When crises strike communities, people respond – whether it’s front-line workers going into dangerous environments, or companies and their personnel contributing to the cause with brainpower, donations, or manual assistance. We’ve seen plenty of companies pivot in this direction since the coronavirus pandemic arrived, but an even rarer phenomenon has also emerged: talent coalescing into completely new entities to meet unexpected needs.
Frontline Foods is a vivid example of this kind of spontaneous self-organization. The group, working from community donations and which now includes chapters in 61 cities across the United States, delivers hot, healthy meals to frontline workers and emergency responders. In addition, the service provides much needed work for shuttered restaurants who supply the food.
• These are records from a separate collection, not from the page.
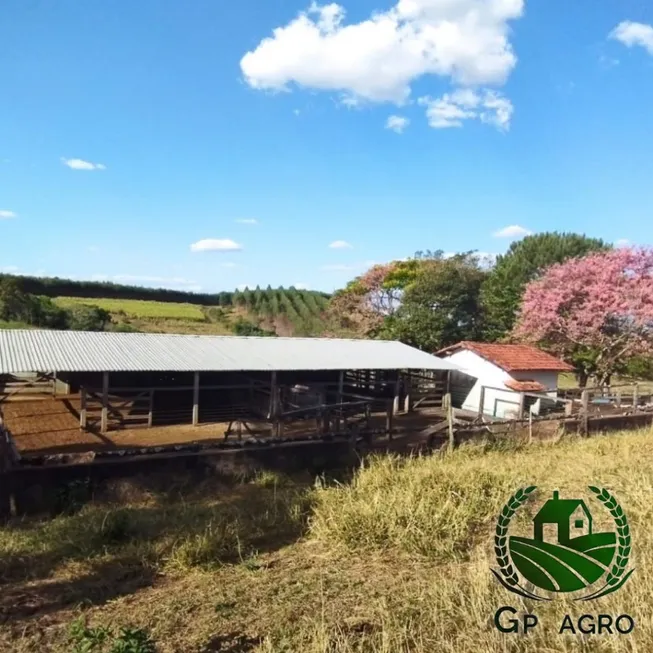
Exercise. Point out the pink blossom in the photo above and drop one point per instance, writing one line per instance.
(603, 301)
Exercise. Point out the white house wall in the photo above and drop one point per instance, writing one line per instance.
(496, 402)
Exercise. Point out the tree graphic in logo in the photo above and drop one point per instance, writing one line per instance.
(565, 554)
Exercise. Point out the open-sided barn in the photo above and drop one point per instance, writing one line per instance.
(113, 381)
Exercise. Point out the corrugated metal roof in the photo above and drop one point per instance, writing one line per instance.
(85, 351)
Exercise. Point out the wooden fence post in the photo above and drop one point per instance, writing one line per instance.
(104, 422)
(584, 412)
(522, 403)
(449, 409)
(408, 387)
(196, 398)
(388, 418)
(150, 413)
(273, 396)
(341, 382)
(82, 410)
(569, 408)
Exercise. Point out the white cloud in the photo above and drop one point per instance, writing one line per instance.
(340, 244)
(512, 231)
(452, 109)
(397, 123)
(377, 59)
(339, 267)
(80, 164)
(215, 245)
(632, 34)
(139, 279)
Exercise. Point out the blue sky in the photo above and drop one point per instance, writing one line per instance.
(145, 141)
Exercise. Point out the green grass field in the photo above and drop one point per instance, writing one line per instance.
(396, 559)
(139, 309)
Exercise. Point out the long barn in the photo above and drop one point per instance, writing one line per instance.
(112, 381)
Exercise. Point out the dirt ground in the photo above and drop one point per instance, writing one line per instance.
(51, 425)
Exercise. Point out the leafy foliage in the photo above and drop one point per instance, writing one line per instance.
(102, 639)
(441, 306)
(600, 305)
(524, 261)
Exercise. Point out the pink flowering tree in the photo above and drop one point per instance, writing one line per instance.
(602, 304)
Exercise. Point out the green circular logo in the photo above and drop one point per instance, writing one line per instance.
(565, 553)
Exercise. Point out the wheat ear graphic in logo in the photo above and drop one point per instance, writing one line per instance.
(574, 558)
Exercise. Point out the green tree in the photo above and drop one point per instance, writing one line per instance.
(442, 305)
(525, 259)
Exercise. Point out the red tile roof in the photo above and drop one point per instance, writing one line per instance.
(511, 358)
(525, 386)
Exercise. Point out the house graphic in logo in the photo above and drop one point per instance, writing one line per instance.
(569, 518)
(565, 553)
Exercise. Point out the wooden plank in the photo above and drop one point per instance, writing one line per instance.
(452, 440)
(522, 404)
(150, 413)
(82, 410)
(481, 402)
(105, 402)
(584, 412)
(196, 398)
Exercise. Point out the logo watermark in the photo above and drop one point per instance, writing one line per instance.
(566, 555)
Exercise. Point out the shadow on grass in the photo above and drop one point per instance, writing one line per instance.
(125, 546)
(105, 580)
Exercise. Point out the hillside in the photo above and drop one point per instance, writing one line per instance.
(61, 303)
(397, 558)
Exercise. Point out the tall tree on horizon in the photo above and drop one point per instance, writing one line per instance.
(524, 261)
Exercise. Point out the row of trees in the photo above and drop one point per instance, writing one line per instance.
(572, 295)
(287, 311)
(56, 287)
(19, 306)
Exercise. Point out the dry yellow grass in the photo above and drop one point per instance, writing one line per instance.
(395, 560)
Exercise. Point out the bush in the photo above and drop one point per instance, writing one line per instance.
(102, 639)
(88, 318)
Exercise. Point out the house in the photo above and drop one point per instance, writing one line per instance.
(494, 376)
(567, 518)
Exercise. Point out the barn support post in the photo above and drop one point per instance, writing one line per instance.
(82, 409)
(196, 398)
(104, 423)
(408, 389)
(150, 412)
(388, 418)
(481, 402)
(448, 406)
(522, 403)
(584, 412)
(341, 383)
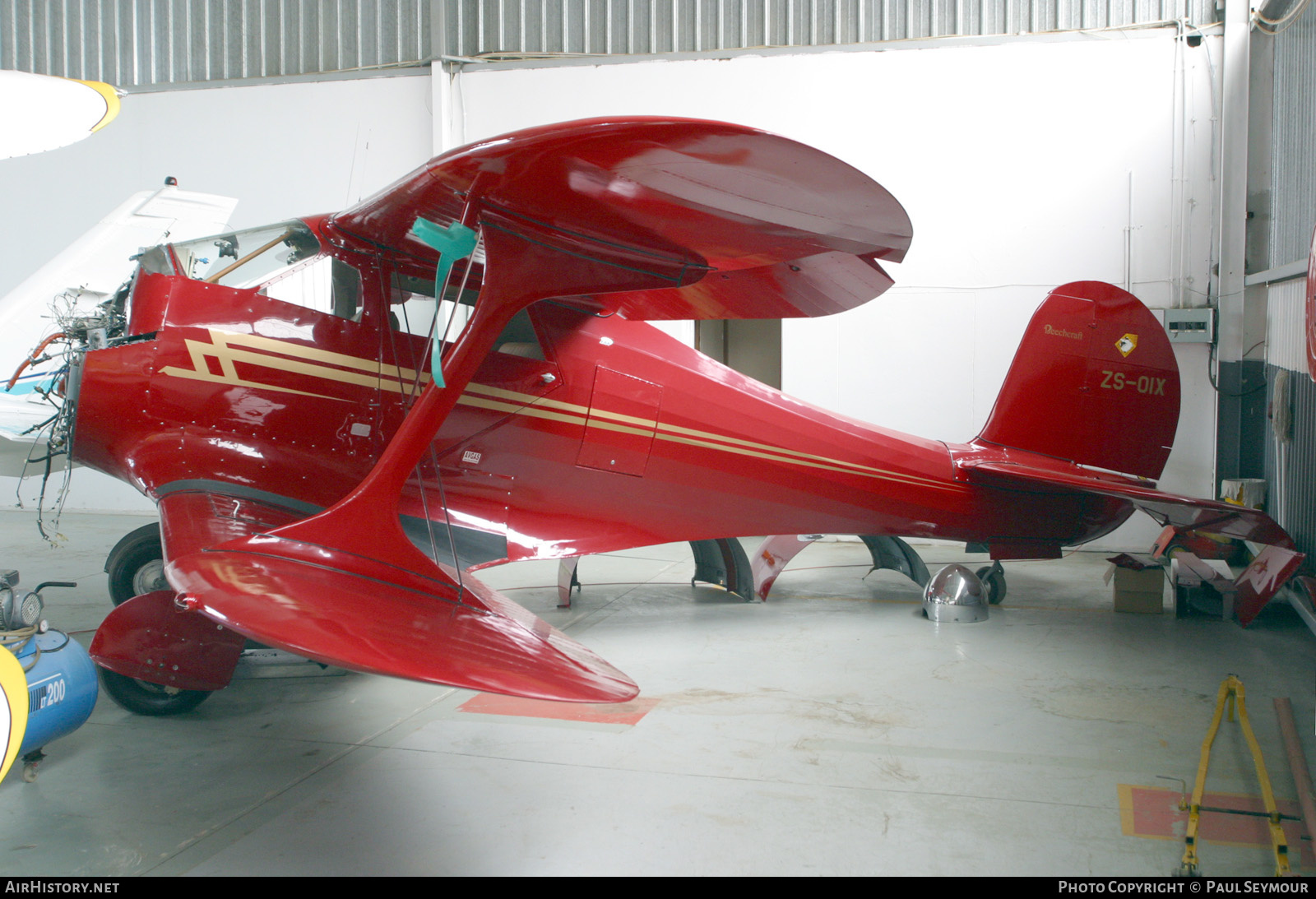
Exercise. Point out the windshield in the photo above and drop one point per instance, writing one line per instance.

Since beginning in early March, the group has delivered more than 480,000 meals to 980 frontline teams, supporting more than 1,000 restaurants along the way.
Using your connections
The effort began when Sydney Gressel, a pediatric nurse at the University of California, San Francisco started talking with friends Frank Barbieri and Ryan Sarver, Bay Area digital-media entrepreneurs, about the challenges facing frontline workers. As the pandemic spread, Gressel said, these essential workers weren’t able to get food while working because of shelter-in-place rules and restaurants closures. But, organizing fresh, prepared meals would help alleviate the problems facing both the workers and the community’s restaurants. The three friends realized that other communities around the country were in very similar situations, and got into action.
According to Caroline Barlerin, a corporate social impact consultant who came on early to help Frontline Foods, the group began to organize within days of the idea forming, and it went nationwide almost immediately thanks to powerful communication and organization tools.
“The people who initially kicked this off were pretty technically savvy,” says Barlerin. “They’re familiar with things like wikis and how to use tooling. And others knew how to build web-based applications and commerce tools and things like that. So the infrastructure naturally evolved, but probably much faster than most nonprofits.”
Just three volunteers needed to form a chapter
Individuals around the country who expressed interest were able to form chapters with just three volunteers: one responsible for managing the hospital relationships, one for the restaurant relationships, and one for the overall group coordination. The group’s resources included Slack for primary communication, Trello for project management, Zoom for video conferencing, and Confluence as its “wiki.” Plus the group’s “Backline” app: which helps volunteers coordinate fundraising and deliveries. Frontline also partnered with World Central Kitchen, a charitable organization led by chef José Andrés, to further help scale their operations and overall reach.
There was also, of course, a natural momentum that came from volunteers being sidelined from their usual activities coupled with an intense desire to help. In Wichita, Kansas, for example, a pair of sisters who worked at a hospital and a company eager to contribute, established a chapter on a Tuesday and began delivering food that Friday. Similarly, chapters in Dallas, Atlanta, Baltimore, Indianapolis, Pittsburgh, and elsewhere capitalized on the fundraising talents of volunteers, the networking skills of others, and the raw energy of still more. “One of our partners in Alabama says he’s learned more in the first two weeks of volunteering with the team than he has in his two-year graduate degree program – just don’t tell his teachers,” Barlerin says. “There’s a generosity of spirit of trying to help give to each other.”
While having people from Slack, Google, Twitter, Atlassian, and other tech powerhouses as volunteers and coordinators helped things ramp up quickly, the group made sure that the beneficiaries were on the same page. They made sure all personnel were able to keep pace and use the tools effectively, since not everyone involved had the same familiarity with tech.
“We made sure to emphasize the voices of the restaurants and the healthcare frontline workers from the beginning,” says Tricia Iboshi, an operations executive with LTN Global. “We wanted to be sure we honored both parties’ needs while addressing changing logistics, protocols, and schedules on sometimes a real-time basis.”
It shouldn’t end here
To keep the momentum going, the leaders instituted weekly nationwide all-hands meetings for information-sharing and strategizing, and efforts to secure funding continues in anticipation of additional waves of the pandemic. The group is also working to manage fatigue for the people who are taking on big commitments while still managing their own jobs and families, and starting training programs for using the digital tools. “I was a very junior Slack user, and I got called out a couple of times for not tagging people correctly and that sort of thing,” Iboshi says. “But we’re all working to help each other out, ensure people are communicating, and keep the focus on the cause.”
The organization is already looking forward to how they can improve their organization and workflow, should there be future spikes in the current pandemic or perhaps for the next large-scale crisis. Hopefully, that preparation will be more manageable, especially since there weren’t many friction points the first time out of the gate. It’s a testament to the power of talent, quick thinking, and extreme motivation to make something positive happen in an otherwise challenging situation.